Кости запустил двигатель, и краулер пополз вперед, дробя гусеницами гравий и обломки пористого камня. Двигался он со скоростью пешехода, и поспевать за ним не составляло труда.
Дэйн оглянулся. “Королевы” уже не было видно. Только слабое сияние еще мерцало где-то вверху — это был прожектор, который в обычных условиях виден на расстоянии многих миль. Вот тогда-то Дэйн по-настоящему понял, что значит сейчас потеряться, и ухватился за трос, проверяя, хорошо ли он привязан.
Человек, который вел краулер через пустошь в первый раз, выбирал самый удобный путь. Дорога под ногами была достаточно ровной, только раз они попали на реку застывшего шлака, где было очень скользко, и пришлось основательно попотеть.
Однако довольно скоро они обнаружили еще одну особенность тумана.
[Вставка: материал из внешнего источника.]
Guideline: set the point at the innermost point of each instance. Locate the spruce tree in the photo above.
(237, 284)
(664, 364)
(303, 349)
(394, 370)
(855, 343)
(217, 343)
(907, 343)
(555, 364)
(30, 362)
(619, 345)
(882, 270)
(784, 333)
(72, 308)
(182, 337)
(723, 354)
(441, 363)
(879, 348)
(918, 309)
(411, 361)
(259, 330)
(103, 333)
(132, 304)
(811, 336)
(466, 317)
Звуки! Они так и не смогли понять, что это за звуки. То ли многократное и усиленное эхо их собственных шагов и хруста гусениц, то ли какие-то другие, естественные шумы. Несколько раз Кости внезапно глушил двигатель, и они замирали, прислушиваясь. Им казалось, что они окружены, что какой-то другой отряд скрыто следует за ними во мраке, готовясь напасть. Но стоило им остановиться, как звуки исчезали, так что в конце концов по общему молчаливому согласию они решили пренебречь этими слуховыми галлюцинациями и двинулись вперед уже без остановок, видя лишь несколько дюймов грунта у себя под ногами да смутную тень на месте ближайшего соседа.
Влага, стекающая по шлемам, пропитывала одежду. Она неприятно пахла, и собственная кожа казалась Дэйну липкой и нечистой. Он попытался вытереть лицо, но только размазал маслянистую жидкость еще сильнее.
В остальном же все шло хорошо. Краулер уверенно и беспрепятственно двигался вперед. Его электронная память работала безотказно. Так они оставили позади уже три четверти пути через пустошь, когда в тумане вдруг послышался новый звук, и звук этот явно не был эхом их собственного движения.
Топот! Кто-то бежал во мгле, совсем недалеко.
Очень странный топот, подумал Дэйн. Какой-то дробный. Как будто у бегущего больше двух ног. Он стал медленно поворачивать голову, стараясь определить, с какой стороны доносится топот. Но определить направление было невозможно. Непонятно было даже, догоняют их эти шаги или, наоборот, убегают от них. Тут трос подергали, и приглушенный голос Рипа спросил:
— Что это там?
— Не знаю, — отозвался Дэйн. Топот затих. Может, это был шаровидный лимбеанец?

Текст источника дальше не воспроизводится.